Gen kodujący CES1 znajduje się na długim ramieniu chromosomu 16 (16q13-22.1), i składa się z 14 eksonów obejmujących 30 kb. W kilku badaniach zidentyfikowano polimorfizmy genu CES1 w promotorze i regionie kodującym i próbowano powiązać te polimorfizmy ze zmiennością aktywności hydrolizy tego białka. Badanie przeprowadzone przez Zhu HJ i wsp. przedstawiło potencjalnie 2 funkcjonalne polimorfizmy zlokalizowane w eksonie 4 (Gly143Glu) i 6 (Asp260fs), które mogą osłabiać aktywność hydrolityczną CES1 wobec metylofenidatu in vitro. Jednak niektóre warianty CES1 (V21I i R182H) mają wyższy wskaźnik metabolizmu oseltamiwiru w porównaniu z typem dzikim.
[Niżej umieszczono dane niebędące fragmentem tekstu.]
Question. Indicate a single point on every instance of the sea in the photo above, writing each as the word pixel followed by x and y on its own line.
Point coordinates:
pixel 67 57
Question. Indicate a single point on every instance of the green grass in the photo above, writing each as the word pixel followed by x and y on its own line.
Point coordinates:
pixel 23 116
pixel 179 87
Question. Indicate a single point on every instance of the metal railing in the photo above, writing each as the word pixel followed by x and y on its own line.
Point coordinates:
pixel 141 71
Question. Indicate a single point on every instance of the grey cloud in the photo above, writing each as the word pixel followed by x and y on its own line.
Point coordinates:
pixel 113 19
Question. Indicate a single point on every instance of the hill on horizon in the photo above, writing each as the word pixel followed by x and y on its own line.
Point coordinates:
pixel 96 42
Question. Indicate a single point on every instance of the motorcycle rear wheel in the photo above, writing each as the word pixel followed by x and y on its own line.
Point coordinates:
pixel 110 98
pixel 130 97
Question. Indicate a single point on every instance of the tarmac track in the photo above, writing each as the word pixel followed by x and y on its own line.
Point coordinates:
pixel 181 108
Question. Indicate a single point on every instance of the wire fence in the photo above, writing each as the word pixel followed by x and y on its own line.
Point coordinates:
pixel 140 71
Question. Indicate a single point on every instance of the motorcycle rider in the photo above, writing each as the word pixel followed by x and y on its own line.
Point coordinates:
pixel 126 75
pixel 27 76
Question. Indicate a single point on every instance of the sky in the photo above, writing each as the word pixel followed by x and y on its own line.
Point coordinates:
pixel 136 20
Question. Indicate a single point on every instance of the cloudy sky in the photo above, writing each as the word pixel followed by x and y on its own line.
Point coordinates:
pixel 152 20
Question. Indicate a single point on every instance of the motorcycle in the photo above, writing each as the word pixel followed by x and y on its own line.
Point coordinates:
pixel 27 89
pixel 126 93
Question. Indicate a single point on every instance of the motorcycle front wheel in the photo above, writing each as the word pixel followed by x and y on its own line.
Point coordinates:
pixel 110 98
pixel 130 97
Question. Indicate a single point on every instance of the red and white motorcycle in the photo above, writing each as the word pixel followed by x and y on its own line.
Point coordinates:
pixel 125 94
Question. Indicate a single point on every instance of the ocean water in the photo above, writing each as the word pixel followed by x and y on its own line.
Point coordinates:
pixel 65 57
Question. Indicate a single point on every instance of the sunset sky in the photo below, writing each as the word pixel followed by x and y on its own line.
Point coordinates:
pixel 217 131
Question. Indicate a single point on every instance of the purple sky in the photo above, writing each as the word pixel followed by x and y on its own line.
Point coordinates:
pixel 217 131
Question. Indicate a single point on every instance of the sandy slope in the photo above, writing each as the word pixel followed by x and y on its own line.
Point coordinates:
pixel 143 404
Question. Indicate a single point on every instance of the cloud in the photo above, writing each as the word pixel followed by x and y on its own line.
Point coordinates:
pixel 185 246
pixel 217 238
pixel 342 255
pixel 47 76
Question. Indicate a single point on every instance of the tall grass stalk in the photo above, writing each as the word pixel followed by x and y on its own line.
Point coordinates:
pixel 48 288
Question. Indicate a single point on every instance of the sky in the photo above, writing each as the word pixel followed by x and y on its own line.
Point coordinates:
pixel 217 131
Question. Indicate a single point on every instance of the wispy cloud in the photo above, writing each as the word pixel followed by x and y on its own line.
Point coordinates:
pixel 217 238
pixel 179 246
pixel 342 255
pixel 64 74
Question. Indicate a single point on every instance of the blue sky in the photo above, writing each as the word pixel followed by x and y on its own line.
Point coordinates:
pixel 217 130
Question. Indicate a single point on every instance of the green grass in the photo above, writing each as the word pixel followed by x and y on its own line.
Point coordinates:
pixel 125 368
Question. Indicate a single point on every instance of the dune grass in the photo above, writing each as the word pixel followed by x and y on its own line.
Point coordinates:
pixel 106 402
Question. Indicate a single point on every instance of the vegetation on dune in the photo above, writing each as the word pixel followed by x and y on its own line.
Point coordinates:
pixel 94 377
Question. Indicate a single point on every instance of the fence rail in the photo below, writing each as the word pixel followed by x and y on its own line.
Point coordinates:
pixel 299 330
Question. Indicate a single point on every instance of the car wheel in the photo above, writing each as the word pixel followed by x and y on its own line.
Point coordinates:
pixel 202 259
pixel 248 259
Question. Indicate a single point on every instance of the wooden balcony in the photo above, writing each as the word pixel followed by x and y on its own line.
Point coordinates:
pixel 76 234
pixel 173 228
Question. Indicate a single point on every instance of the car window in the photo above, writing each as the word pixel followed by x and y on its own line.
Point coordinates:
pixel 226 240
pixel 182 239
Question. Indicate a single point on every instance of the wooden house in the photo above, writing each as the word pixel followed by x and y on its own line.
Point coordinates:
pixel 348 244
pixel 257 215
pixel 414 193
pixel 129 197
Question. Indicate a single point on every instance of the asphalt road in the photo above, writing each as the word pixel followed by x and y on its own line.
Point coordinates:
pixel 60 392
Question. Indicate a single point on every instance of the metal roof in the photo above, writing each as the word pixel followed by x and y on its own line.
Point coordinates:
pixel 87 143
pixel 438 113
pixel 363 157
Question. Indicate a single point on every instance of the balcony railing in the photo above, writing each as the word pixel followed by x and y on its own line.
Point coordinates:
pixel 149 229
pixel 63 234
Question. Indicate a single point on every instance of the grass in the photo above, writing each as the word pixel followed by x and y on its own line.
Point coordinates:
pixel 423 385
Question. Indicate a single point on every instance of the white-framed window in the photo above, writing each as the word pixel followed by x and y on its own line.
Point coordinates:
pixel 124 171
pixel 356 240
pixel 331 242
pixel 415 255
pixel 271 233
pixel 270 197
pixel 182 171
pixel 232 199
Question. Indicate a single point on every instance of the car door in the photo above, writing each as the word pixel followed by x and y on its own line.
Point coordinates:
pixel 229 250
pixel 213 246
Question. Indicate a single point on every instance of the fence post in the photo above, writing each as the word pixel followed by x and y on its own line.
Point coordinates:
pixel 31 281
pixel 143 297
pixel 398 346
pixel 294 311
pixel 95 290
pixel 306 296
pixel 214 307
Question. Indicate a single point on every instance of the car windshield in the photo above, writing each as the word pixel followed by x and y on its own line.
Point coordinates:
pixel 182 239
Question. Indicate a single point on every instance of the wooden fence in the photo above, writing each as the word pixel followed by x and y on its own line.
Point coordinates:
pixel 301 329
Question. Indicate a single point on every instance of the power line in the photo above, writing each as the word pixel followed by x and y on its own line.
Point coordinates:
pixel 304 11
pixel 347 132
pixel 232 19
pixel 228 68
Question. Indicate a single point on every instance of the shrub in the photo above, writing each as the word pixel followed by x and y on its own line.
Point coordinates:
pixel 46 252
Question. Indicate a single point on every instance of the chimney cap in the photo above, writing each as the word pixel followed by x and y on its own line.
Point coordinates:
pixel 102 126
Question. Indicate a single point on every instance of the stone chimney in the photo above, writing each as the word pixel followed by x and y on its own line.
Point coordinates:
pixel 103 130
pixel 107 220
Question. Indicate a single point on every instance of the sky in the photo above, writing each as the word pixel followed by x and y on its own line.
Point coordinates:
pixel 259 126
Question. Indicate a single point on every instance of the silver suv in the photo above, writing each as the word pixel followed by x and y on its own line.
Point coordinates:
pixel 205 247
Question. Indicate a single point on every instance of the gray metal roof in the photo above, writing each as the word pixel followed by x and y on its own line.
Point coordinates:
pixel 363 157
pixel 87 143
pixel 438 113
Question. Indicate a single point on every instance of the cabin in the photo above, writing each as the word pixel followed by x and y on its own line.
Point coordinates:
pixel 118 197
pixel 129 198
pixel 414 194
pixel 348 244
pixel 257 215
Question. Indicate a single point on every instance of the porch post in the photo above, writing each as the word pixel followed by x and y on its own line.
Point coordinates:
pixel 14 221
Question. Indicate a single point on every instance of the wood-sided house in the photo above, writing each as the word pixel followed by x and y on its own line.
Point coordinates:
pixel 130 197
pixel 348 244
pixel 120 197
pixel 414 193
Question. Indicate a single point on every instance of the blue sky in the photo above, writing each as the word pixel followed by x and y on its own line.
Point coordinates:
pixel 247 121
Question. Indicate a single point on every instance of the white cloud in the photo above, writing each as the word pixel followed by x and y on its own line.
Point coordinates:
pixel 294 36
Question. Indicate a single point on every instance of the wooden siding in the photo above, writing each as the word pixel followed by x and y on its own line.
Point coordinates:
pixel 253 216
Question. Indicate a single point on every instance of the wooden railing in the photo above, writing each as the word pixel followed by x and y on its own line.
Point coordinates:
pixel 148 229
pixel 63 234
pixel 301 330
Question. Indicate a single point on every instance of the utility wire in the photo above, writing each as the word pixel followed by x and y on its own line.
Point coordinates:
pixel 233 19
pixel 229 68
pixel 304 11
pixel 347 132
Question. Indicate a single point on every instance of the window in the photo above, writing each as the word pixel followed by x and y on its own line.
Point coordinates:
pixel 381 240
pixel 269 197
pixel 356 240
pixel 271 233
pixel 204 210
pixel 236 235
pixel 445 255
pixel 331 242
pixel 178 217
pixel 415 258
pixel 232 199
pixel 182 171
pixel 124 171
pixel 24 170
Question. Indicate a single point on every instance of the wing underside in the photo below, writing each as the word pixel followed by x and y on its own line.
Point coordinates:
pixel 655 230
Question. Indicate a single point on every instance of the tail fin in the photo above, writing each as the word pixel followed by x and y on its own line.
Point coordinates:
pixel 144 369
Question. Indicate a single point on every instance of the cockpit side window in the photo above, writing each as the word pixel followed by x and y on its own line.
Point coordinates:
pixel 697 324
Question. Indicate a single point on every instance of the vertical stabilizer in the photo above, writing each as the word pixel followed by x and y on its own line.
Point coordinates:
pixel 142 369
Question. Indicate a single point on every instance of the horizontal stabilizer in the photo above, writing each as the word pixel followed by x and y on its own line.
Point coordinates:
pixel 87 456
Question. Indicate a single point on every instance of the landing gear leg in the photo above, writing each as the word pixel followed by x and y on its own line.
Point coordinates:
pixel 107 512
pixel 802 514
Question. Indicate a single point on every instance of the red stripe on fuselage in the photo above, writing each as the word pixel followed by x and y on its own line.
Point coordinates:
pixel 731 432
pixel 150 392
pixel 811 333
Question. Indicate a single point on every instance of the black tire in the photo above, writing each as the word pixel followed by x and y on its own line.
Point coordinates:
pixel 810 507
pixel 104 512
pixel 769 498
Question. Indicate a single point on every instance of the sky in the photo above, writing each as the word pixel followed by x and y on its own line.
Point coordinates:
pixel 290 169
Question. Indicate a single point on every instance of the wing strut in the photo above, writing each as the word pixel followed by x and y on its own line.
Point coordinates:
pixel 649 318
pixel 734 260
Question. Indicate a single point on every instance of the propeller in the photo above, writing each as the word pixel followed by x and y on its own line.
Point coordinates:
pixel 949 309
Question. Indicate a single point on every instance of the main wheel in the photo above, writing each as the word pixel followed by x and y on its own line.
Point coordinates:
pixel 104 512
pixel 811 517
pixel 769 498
Wszystkie osoby z tych raportów rekrutowano z populacji japońskiej i europejskiej. Dlatego ważne byłoby zbadanie genu CES1 w populacji tajskiej.

Skuteczność oseltamiwiru może być zmniejszona u osób, które nie przechodzą z OP do OC, ale nie ma danych na temat częstości występowania tej mutacji/polimorfizmu, a zatem nieznana jest liczba osób, u których stosowanie oseltamiwiru może nie przynieść korzyści.

Istotne będą dalsze badania genu karboksyloesterazy w celu scharakteryzowania jego dziedziczenia w rodzinie osobnika X, a następnie prowadzenie powszechnych badań m.in. przechowywanych banków surowicy oraz jako część badań farmakokinetycznych oseltamiwiru u pacjentów.